8. Ensuite, pour contester l’appréciation portée par le préfet de la Gironde sur la situation de M. G, la société requérante se prévaut de son contrat d’embauche en qualité de responsable comptable salarié conclu le 1er mars 2020 et soutient que la circonstance que la déclaration préalable à l’embauche n’a été effectuée que le 19 avril 2021 est sans incidence sur l’existence d’un lien salarial. Toutefois, il résulte de l’instruction que M. G était placé en activité partielle à compter du 16 mars 2020 pour 35 heures par semaine alors que sa déclaration à l’embauche mentionne un début de contrat au mois d’avril 2020. En outre, et surtout, la société requérante ne conteste pas qu’il était déjà embauché sur la même période à hauteur de 35 heures hebdomadaires sur l’entreprise spécialisée de la propreté au Bouscat, ce qui le plaçait en dépassement de durée légale du travail. Dès lors, la requérante n’établit pas que M. G aurait effectivement était son salarié durant la période pour laquelle elle a demandé l’aide. Par suite, le préfet n’a pas entaché sa décision d’erreur de droit ni d’erreur manifeste d’appréciation en décidant que M. G n’était pas salarié de la société dès le 1er mars 2020 et en demandant par conséquent le remboursement de l’aide à l’activité partielle versée à compter de cette date.

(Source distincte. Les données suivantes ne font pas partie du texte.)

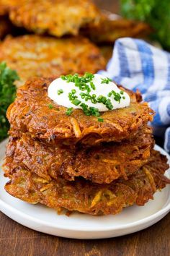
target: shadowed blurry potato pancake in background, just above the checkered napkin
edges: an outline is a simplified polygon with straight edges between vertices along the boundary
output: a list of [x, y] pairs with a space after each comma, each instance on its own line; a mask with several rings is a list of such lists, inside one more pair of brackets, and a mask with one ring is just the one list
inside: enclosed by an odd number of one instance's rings
[[112, 14], [103, 14], [97, 25], [89, 25], [81, 33], [95, 43], [113, 43], [124, 37], [144, 38], [151, 33], [151, 27], [144, 22], [125, 20], [121, 17], [112, 19]]

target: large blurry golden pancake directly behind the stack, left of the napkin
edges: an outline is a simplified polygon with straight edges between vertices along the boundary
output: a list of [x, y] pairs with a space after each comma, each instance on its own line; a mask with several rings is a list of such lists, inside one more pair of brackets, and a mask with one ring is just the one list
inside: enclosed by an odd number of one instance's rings
[[17, 70], [18, 86], [29, 77], [95, 73], [106, 64], [99, 48], [86, 38], [57, 39], [39, 35], [6, 38], [0, 43], [0, 61]]

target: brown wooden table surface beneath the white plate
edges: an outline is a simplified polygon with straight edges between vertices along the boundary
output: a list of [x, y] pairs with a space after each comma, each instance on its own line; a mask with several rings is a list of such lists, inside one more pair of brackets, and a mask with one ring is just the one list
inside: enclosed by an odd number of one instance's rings
[[[119, 3], [97, 0], [100, 7], [117, 12]], [[169, 256], [170, 213], [151, 228], [128, 236], [102, 240], [76, 240], [41, 234], [0, 213], [0, 256]]]

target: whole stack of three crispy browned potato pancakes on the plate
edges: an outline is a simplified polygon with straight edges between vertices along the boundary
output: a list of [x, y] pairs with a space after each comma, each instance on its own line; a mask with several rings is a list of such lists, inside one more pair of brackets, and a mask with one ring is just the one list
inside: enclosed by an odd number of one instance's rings
[[144, 205], [170, 183], [166, 156], [153, 150], [147, 125], [153, 111], [140, 93], [120, 87], [130, 106], [102, 112], [100, 122], [81, 109], [66, 115], [66, 107], [48, 98], [52, 81], [28, 80], [9, 106], [6, 192], [59, 213], [107, 215]]

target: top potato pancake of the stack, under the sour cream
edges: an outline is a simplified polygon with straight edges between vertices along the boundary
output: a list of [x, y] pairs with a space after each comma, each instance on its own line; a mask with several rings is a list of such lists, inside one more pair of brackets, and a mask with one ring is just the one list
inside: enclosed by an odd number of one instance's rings
[[86, 116], [81, 109], [74, 109], [68, 116], [66, 107], [48, 98], [48, 86], [52, 81], [53, 78], [35, 78], [19, 88], [16, 100], [7, 111], [10, 135], [20, 137], [21, 132], [30, 132], [32, 137], [52, 145], [58, 145], [58, 142], [71, 146], [77, 142], [97, 145], [134, 137], [153, 119], [148, 103], [137, 102], [136, 97], [140, 96], [130, 90], [127, 91], [130, 106], [101, 112], [103, 122], [99, 122], [96, 116]]

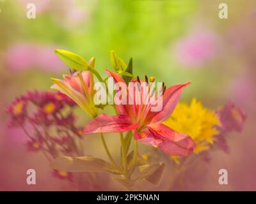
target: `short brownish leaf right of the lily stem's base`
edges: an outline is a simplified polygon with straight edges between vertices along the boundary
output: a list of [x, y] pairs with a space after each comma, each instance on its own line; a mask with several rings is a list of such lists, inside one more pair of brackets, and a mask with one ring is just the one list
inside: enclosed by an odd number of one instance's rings
[[141, 171], [140, 175], [136, 178], [136, 180], [145, 179], [148, 182], [157, 185], [161, 180], [164, 168], [164, 163], [153, 164], [152, 166], [149, 166], [148, 168], [145, 168], [145, 170]]

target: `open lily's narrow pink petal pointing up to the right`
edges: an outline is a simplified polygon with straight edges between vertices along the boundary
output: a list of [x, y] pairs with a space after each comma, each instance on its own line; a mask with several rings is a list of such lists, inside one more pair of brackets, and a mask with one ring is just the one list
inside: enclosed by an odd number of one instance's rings
[[191, 82], [186, 82], [185, 84], [173, 85], [166, 89], [163, 94], [163, 109], [160, 112], [148, 113], [148, 119], [152, 118], [150, 124], [163, 122], [170, 117], [179, 101], [182, 89], [190, 83]]

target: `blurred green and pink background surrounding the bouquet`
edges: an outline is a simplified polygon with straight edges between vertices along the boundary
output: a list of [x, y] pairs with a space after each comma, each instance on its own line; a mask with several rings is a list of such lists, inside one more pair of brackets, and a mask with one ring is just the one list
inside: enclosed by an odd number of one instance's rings
[[[28, 3], [35, 3], [36, 19], [26, 18]], [[220, 3], [228, 4], [228, 19], [218, 17]], [[229, 101], [243, 108], [246, 124], [243, 133], [228, 136], [230, 153], [216, 151], [211, 163], [196, 165], [183, 190], [255, 191], [255, 23], [254, 0], [0, 0], [0, 190], [76, 190], [52, 177], [42, 154], [26, 150], [22, 131], [6, 128], [5, 107], [16, 96], [49, 90], [51, 77], [68, 73], [54, 55], [54, 48], [63, 48], [85, 59], [94, 56], [102, 75], [115, 50], [125, 61], [133, 57], [134, 73], [141, 77], [168, 85], [191, 80], [182, 101], [196, 96], [212, 109]], [[90, 120], [81, 110], [77, 114], [82, 124]], [[108, 135], [108, 143], [117, 157], [115, 136]], [[90, 154], [106, 157], [98, 136], [84, 141]], [[36, 170], [36, 185], [26, 184], [29, 168]], [[218, 184], [221, 168], [228, 170], [228, 185]], [[164, 177], [171, 174], [166, 170]]]

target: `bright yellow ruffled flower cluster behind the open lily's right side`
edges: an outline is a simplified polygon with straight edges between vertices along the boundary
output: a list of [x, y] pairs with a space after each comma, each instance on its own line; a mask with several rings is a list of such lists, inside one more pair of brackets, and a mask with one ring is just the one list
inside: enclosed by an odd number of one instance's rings
[[[195, 141], [194, 153], [208, 150], [218, 135], [220, 120], [216, 113], [193, 98], [191, 103], [178, 103], [172, 115], [163, 122], [179, 133], [186, 133]], [[173, 158], [177, 159], [177, 158]]]

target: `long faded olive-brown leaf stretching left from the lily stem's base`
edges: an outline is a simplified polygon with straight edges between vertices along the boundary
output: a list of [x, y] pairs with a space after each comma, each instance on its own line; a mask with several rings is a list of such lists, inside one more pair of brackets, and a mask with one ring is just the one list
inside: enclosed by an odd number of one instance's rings
[[116, 171], [112, 164], [92, 156], [60, 156], [52, 161], [50, 166], [56, 170], [70, 172], [108, 171], [109, 173], [118, 174], [118, 171]]

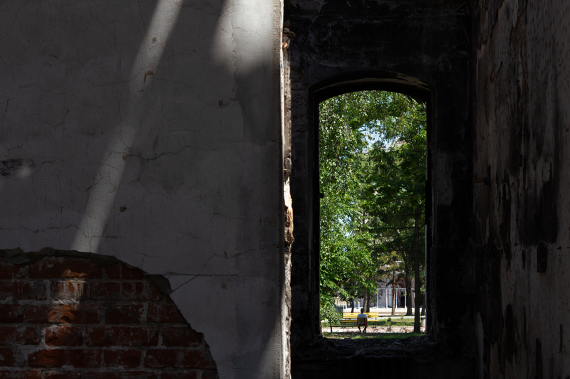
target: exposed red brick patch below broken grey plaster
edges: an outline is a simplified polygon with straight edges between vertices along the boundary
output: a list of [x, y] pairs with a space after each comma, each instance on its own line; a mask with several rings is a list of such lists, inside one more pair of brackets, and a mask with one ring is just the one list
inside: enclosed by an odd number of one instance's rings
[[118, 262], [0, 260], [0, 323], [0, 378], [217, 378], [202, 334]]

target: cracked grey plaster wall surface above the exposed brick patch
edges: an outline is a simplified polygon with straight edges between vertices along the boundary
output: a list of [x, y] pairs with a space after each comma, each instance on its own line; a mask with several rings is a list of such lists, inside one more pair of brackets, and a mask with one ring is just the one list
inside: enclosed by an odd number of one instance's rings
[[281, 4], [2, 1], [0, 249], [170, 281], [220, 378], [284, 373]]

9. Il résulte de tout ce qui précède que la requête de la SAS Armureries Girondines Web doit être rejetée en toutes ses conclusions.
DECIDE :
Article 1er : La requête de la SAS Armureries Girondines Web est rejetée.
Article 2 : Le présent jugement sera notifié à la SAS Armureries Girondines Web et au préfet de la Gironde.
Délibéré après l’audience du 22 mai 2025 à laquelle siégeaient :
M. Ferrari, président,
Mme J et Mme C, premières conseillères.
Rendu public par mise à disposition au greffe le 5 juin 2025.
La rapporteure,
K. BENZAID
Le président,
D. FERRARI Le greffier,
Y. JAMEAU
La République mande et ordonne au préfet de la Gironde, en ce qui la concerne ou à tous commissaires de justice à ce requis en ce qui concerne les voies de droit commun, contre les parties privées, de pourvoir à l’exécution de la présente décision.